前頭葉が数学上達を邪魔する。

大谷さんの資本論草稿を勉強していて、ふと、Begreifen という言葉が気になった。

「概念として把握する」ということだそうだ。これはその存在理由もふくめて理解するということであり、前頭葉の作業だ。

理工系秀才によく見かけるが、方程式をさっさっと導き出して、これで分かったということで次に進んでいく。

たしかにそれでうまくいくのだ。高いビルも高速の自動車も、宇宙ロケットだって作れるし、何も問題はないのだ。

しかし、なにか気持ちとしては落ちていかない。

その「意味」をもとめる前頭葉が、納得していないのである。「なぜそうなるんだ?」と…

小学校4年で早くも算数がわからなくなってきた。たしか二桁の割り算だった。鶴亀算になるともうお手上げだった。しかし問題はその前からあったと思う。

1X1=1 さらに1÷1=1

というのが、納得行っていなかったのかもしれない。

1X0=0 というのはわかるが、それが 0X1=0 と同じだというのがわからない。たんなるトートロジーのようにも思える。

結局擬人化の範疇を越えて、現実世界とは切り離されたところで数学の世界を自分の頭に作り上げなければならないところで、それができずに挫折するのだろう。

数学の世界に前頭葉は不要なのだ。「なぜ?」は不要だ。むしろそれは邪魔なのだ。それを遮断する能力が求められるのだ。

「専門バカ」とはよく言われる言葉だが、専門を究めるためには馬鹿にならなければならないということなのだろう。

と、この辺りは負け犬の遠吠えだが、

子供が指を出して「1本、2本、3本」とやるとき、それは全て自分の右手の指である。

ところが、1+1 をやるときは右手の人差指の隣に左手の人差し指を寄せて、「ほら、2でしょう」とやることになる。

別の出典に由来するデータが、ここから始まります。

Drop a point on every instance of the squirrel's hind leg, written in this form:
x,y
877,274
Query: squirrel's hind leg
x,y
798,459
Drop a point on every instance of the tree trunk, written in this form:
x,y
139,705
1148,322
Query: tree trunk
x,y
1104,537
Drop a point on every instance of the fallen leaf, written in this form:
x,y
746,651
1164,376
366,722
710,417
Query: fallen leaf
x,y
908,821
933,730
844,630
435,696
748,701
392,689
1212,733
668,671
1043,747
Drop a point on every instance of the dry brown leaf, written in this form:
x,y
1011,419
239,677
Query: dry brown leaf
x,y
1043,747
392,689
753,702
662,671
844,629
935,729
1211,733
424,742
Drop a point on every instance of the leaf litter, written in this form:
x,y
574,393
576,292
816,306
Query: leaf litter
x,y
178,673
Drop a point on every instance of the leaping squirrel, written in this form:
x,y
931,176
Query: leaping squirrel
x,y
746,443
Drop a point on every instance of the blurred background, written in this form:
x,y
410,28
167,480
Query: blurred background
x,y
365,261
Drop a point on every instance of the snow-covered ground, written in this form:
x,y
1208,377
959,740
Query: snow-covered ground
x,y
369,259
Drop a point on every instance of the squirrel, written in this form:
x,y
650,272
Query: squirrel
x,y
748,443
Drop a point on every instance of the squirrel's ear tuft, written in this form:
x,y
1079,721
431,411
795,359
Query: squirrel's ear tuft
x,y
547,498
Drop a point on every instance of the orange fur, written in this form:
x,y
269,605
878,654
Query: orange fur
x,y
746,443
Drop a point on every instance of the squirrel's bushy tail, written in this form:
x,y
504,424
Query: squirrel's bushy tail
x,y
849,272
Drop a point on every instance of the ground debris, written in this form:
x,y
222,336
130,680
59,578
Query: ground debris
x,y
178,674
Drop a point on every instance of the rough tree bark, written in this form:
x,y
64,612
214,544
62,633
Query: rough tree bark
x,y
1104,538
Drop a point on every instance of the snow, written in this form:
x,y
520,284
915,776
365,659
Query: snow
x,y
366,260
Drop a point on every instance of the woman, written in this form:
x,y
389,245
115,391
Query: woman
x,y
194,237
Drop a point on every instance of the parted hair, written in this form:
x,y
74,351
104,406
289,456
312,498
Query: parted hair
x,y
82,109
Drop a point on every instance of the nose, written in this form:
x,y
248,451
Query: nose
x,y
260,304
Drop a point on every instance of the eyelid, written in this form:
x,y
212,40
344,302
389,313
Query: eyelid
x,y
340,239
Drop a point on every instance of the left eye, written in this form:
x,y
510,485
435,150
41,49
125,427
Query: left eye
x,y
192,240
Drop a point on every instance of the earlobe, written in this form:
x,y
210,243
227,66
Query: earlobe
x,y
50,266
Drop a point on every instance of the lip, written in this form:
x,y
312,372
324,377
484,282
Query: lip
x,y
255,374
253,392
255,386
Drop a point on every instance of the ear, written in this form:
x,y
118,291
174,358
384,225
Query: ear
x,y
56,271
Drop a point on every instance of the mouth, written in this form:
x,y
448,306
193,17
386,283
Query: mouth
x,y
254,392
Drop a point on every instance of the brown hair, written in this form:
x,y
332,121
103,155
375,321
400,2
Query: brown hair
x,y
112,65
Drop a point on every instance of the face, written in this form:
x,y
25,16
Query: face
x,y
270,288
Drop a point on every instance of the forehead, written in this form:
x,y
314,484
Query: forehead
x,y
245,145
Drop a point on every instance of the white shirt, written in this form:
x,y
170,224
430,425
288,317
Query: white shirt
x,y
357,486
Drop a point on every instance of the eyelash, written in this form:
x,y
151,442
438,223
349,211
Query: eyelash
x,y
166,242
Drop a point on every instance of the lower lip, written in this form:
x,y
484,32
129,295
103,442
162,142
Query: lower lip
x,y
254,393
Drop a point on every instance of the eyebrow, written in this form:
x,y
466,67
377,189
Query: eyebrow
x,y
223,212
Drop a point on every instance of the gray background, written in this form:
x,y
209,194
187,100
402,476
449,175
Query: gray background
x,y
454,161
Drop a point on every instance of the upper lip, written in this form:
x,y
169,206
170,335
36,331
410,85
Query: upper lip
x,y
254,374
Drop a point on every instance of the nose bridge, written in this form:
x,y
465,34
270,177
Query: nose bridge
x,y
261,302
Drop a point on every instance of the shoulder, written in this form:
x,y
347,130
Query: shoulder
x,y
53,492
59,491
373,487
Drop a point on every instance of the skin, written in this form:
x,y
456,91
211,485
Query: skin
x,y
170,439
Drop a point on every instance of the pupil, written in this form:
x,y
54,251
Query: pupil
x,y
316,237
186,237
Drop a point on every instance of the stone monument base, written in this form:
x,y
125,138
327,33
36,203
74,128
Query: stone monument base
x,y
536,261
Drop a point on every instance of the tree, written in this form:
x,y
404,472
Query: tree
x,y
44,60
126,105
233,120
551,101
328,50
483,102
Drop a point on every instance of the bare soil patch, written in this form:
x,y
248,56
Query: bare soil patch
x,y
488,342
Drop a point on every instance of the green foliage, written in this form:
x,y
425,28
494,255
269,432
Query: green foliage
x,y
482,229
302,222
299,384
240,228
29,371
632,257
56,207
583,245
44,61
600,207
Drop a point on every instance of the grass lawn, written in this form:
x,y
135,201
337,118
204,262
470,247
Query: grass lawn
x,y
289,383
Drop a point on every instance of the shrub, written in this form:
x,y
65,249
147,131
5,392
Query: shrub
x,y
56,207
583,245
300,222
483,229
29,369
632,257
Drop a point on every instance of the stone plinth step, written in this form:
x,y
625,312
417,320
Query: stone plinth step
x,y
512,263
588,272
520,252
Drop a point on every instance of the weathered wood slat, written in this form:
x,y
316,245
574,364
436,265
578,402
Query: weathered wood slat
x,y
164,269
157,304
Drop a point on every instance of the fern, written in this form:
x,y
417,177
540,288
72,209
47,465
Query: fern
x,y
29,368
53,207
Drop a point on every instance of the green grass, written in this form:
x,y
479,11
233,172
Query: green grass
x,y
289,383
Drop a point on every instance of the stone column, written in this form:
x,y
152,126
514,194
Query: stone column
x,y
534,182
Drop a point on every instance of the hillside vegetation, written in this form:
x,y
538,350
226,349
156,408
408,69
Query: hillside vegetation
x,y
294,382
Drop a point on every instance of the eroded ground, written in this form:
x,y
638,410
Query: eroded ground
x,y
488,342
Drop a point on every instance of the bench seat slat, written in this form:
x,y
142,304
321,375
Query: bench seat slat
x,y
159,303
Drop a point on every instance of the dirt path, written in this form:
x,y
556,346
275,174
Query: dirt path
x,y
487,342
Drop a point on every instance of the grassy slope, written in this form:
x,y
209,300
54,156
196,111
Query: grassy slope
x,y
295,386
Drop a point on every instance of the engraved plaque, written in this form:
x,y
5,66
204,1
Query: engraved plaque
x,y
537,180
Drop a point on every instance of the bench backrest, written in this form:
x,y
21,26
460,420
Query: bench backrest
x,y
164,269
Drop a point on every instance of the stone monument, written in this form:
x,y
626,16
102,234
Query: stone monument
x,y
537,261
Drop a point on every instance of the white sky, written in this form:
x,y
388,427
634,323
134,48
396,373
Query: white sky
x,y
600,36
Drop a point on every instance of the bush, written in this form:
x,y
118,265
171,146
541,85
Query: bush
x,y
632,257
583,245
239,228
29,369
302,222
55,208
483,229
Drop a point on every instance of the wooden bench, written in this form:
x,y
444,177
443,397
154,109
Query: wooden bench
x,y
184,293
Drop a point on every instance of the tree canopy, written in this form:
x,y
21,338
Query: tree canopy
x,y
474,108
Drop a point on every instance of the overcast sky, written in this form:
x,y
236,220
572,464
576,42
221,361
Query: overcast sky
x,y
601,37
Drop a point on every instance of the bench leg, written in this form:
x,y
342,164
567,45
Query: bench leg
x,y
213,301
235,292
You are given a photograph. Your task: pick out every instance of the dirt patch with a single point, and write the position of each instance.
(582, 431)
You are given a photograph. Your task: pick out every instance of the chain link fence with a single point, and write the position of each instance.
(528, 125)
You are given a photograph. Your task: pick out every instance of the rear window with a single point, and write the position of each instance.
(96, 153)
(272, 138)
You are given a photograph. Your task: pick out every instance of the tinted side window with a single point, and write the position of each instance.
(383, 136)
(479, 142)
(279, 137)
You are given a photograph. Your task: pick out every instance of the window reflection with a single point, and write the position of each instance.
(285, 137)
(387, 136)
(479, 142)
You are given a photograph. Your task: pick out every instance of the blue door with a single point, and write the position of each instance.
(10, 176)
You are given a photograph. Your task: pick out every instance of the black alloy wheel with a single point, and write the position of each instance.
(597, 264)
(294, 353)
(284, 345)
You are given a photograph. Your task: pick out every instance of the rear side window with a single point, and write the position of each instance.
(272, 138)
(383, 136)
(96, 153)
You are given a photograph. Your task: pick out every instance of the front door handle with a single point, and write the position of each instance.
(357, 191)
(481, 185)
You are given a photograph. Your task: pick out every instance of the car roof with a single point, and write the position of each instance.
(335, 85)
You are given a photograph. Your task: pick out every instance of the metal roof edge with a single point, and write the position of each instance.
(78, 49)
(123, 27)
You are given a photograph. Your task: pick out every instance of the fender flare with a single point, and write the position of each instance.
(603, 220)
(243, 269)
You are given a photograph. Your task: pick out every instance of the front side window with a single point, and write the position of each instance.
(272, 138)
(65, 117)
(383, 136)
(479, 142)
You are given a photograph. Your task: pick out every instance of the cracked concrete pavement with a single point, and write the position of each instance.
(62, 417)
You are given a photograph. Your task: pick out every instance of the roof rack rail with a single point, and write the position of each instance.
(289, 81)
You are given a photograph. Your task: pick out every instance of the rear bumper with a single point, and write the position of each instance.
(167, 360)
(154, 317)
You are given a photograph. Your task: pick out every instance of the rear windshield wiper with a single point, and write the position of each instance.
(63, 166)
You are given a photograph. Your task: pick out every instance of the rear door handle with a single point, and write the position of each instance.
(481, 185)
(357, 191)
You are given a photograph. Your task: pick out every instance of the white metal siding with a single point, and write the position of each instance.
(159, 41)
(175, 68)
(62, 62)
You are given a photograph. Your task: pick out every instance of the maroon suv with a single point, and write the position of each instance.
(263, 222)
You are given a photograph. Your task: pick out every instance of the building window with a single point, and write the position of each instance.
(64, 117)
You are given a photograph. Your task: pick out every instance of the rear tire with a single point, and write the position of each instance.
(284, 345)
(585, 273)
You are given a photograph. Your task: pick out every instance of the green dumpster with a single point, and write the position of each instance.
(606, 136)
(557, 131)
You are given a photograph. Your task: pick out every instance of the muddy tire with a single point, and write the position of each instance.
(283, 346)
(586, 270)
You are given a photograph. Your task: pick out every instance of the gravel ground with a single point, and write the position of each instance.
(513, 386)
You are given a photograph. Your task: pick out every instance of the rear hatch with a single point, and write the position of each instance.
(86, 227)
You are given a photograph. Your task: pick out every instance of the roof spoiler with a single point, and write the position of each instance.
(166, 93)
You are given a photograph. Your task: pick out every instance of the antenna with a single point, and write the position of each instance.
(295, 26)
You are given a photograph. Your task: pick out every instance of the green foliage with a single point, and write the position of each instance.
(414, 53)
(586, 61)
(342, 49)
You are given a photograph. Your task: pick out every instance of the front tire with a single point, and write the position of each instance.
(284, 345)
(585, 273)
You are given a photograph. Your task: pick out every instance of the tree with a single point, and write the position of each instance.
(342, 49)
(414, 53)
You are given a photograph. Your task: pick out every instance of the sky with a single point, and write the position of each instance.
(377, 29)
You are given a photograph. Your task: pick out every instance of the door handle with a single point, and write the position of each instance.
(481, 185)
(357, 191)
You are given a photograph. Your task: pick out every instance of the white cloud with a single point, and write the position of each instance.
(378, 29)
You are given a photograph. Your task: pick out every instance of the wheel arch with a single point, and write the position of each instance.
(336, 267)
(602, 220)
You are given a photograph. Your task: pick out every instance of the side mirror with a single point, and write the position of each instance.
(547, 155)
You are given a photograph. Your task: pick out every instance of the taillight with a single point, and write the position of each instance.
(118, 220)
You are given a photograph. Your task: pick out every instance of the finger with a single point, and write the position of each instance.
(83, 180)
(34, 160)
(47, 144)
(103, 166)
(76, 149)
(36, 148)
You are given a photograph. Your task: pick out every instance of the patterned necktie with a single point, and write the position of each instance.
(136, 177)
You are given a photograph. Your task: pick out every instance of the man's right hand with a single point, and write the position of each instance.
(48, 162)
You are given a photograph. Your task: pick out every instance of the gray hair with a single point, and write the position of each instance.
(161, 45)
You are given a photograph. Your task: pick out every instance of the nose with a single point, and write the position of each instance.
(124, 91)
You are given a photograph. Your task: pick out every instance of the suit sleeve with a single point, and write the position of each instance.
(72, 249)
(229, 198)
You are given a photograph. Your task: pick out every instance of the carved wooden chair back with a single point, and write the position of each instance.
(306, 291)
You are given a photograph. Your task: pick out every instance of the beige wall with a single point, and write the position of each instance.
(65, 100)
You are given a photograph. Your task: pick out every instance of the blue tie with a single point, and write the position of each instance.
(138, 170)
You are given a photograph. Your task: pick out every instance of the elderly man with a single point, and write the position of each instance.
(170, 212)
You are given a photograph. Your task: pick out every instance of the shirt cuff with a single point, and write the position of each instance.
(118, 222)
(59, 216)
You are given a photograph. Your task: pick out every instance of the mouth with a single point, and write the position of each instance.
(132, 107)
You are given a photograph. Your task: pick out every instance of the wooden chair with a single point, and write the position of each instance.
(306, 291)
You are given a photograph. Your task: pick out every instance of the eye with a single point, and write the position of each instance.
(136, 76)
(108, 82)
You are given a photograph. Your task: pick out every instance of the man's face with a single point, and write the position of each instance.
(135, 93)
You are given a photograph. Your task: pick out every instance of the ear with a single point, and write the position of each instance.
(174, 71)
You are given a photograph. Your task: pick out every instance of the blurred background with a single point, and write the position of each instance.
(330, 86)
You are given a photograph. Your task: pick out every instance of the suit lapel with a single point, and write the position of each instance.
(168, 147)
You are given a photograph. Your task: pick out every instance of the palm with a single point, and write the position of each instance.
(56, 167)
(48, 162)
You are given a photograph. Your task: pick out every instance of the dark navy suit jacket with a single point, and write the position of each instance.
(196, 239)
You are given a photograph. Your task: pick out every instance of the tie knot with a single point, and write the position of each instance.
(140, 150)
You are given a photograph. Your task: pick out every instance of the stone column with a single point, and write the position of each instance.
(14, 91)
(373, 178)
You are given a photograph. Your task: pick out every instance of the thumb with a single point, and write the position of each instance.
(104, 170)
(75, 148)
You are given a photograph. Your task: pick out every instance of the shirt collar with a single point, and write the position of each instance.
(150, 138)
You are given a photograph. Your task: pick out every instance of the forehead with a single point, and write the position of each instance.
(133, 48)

このとき、右手の指でやっていた時とは全く別のシーンが登場する。足される方の1だけがオリジナルの1であり、足す方の1は突然外挿された異種の1なのである。

子供の側からすると、まずこの外挿された指が1であることを認識しなければならない。右手の人差指が1であることは体得しているが、左手の人差し指は左手の人差し指であって1ではない。

むしろ右手の人差指=1という固定概念があれば、左手の人差し指は右手の人差指ではないが故に、排他律に従えば 1ではないのである。

ここでは違うものの中に共通性を見出すこと、同種の概念としてまとめうるものであるという認識が必要となる。

共通性というのは、「同じもの」ではないが「違っているが同じ」ということである。

では「違っているが同じ」と矛盾した表現はどういうことをさすのか、一つは類似性である、「同じ」と感じられるほどに似通っているから、近似的に同じ、大同小異ということになる。

象が一匹、蚊が一匹、さぁ何匹?と言われても、そもそも足すことに無理がある。

つまり、差異性と同質性の認識における統一である。それは「共通するところがある」という発見なしには成立しない。

もう一つは数えられるということである。数えられないものは足し算できない。「気が一つ、水が一つ、全部でいくつ?」と聞かれても「いっぱい」と答えるしかない。

というわけで、足される1と足す1がそれぞれ抽象化できた。それでは足してみる。答えは2となる。

ここで出てきた2という数字はなんだろうか。それは2本の指ではない。1という表象と2という表象の和である。それは全く抽象的な世界で行われたゲームである。その結果はふたたび現実世界に翻訳されなければならない。

たとえば、右手の人指指を描いたカードと左手の人差し指を描いたカードを作って、それを足すと二枚になる。だから指が2本ということなのだ。

ちょっと蛇足になるが、「…足す…は…」という言い方も悪い。最後の「である」が省略された言い方だろうが。英語ではそうは言わない。厳密には 1+1 is 2 ではなく 1+1 equals 2 なのである。もしくは is equal as 2 である。is same as ではない。

イコールというのは等価ということであり、「値」において等しいのである。そこには、足される数と足す数のディスクリート性、異質性の認識がふくまれている。違っているから足せるのである。

指という実体にこだわる限り、1+1は1+1である。指が2本あっても、それを並べただけでは「2本指」という概念は生まれてこない。


あぁ、前頭葉が果てしなき妄想をもたらす。それにのめり込んでいくうちに、授業はどんどん進む。気がついてみると、もうわからないところに行ってしまった。こうして落ちこぼれは生まれていく。